By analyzing this preserved DNA, we have found that flowering plants, known as forbs, were far more prevalent than previously thought. In fact, forbs have been overlooked in many past studies of ice-age ecosystems, but this study shows they may have been a critical source of nutrition in the diet of mammalian megafauna – huge animals such as mammoth, woolly rhino, bison and horse.
Analyzing plant DNA has provided us with a unique perspective on this now extinct northern ecosystem and given new insights into how such large animals could survive extreme cold and harsh ice-age conditions.
Permafrost samples were obtained in Siberia, Canada, and Alaska. Much of the preserved vegetation was in the form of roots and other plant parts that once grew on the surface where extinct large mammals walked. DNA extracted from the frozen plant material was sequenced, then compared to that of modern day related northern herbaceous plants and museum specimens. Plants older than 10,000 years were found to be mostly forbs. Stomach contents from frozen carcasses of extinct mammals, and preserved animal droppings, recovered from permafrost, showed that the animals had a preference for forbs.
Professor Dale Guthrie, at the University of Alaska-Fairbanks, explained the significance of the discovery in a University of Southampton web page about this study.
Large amounts of forbs growing are not usually found in modern ecosystems that are dominated by large grazing animals such as bison. Ecologists studying the ancient ecosystem speculate under ice-age conditions, the grazing animals were part of a positive cycle in which their droppings fertilized the soil and enabled the forbs to flourish. At the end of the ice age, conditions changed dramatically, becoming warmer and wetter. These conditions no longer favoured the mammal-forb relationship, and other types of plant (such as woody shrubs and trees) began to dominate the landscape. This shift likely had serious consequences for the animals and may have contributed to the large number of extinctions that happened at the end of the ice age.
A video by one of the scientists in this study, Per Möller of Lund University in Sweden, describing the project.

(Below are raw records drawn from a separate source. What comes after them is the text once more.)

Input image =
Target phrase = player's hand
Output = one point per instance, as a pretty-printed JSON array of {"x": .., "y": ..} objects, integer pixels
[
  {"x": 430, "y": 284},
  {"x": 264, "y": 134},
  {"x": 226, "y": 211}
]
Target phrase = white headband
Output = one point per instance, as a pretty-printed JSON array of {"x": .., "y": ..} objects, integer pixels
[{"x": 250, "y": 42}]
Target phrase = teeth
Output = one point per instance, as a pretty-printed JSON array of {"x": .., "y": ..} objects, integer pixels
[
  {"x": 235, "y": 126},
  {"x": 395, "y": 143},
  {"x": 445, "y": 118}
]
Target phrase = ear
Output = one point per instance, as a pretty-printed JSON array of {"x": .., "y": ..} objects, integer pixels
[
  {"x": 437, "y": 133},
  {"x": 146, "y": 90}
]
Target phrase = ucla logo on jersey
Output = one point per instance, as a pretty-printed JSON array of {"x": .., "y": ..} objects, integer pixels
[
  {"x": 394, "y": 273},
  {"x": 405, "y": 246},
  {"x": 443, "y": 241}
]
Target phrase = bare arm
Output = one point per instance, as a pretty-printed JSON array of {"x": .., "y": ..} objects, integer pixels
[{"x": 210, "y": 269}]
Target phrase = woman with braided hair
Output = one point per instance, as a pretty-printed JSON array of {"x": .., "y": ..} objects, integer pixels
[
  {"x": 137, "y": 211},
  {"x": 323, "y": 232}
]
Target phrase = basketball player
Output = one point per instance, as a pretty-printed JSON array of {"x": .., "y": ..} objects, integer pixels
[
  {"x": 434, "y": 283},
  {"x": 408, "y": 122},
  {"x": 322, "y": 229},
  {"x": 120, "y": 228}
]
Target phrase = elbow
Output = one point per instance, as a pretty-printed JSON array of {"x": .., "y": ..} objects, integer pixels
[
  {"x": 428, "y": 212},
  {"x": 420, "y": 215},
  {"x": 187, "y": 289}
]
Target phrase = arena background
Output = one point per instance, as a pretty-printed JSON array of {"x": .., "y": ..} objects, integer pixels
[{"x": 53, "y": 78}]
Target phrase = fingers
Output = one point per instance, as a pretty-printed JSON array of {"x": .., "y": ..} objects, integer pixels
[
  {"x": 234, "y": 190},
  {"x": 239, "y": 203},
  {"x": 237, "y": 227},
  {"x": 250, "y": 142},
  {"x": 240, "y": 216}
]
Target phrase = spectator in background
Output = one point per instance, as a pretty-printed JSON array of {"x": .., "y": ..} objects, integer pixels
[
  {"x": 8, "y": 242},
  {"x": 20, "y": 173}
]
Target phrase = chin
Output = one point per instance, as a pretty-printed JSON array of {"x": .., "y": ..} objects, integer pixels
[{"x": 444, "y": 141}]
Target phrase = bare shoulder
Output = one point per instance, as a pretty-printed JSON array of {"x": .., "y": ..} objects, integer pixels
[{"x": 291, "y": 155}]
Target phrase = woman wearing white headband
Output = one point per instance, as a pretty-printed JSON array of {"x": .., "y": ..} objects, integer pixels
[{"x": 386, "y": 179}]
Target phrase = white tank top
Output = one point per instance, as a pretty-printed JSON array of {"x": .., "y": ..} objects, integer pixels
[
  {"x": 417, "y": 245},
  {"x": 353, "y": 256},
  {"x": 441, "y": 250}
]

Professor Eske Willerslev, an ancient DNA researcher at the Natural History Museum of Denmark, commented in another press release,
We knew from our previous work that climate was driving fluctuations of the megafauna populations, but not how. Now we know that the loss of protein-rich forbs was likely a key player in the loss of the ice age megafauna. Interestingly one can also see our results in the perspective of the present climate changes. Maybe we get a hold on the greenhouse gases in the future. But don’t expect the good old well-known vegetation to come back when it becomes cooler again after the global warming. It is not given that the ‘old’ ecosystems will re-establish themselves to the same extent as before the warming. It’s not only climate that drives vegetation changes, but also the history of the vegetation itself and the mammals consuming it.
New research has revealed that ancient Arctic land flora, as far as 50,000 years ago, was not just grassland, but predominantly herbaceous flowering plants that served as protein-rich food for large mammals. Twenty-five thousand to 15,000 years ago, much of this region was covered in ice, causing a major decline in the diversity of herbaceous flowering plants. The large mammals continued to survive, just barely, in some ice-free areas. But at the end of the last Ice Age, the changing climate reshaped the Arctic land vegetation ensemble — herbaceous plants did not re-establish in their former habitats, and were mostly replaced by grasses. Scientists suggest that the less nutritious grasses could not sustain the large mammals, resulting in their extinction about 10,000 years ago. These findings, by an international team of scientists, were published on February 05, 2014, in the journal Nature.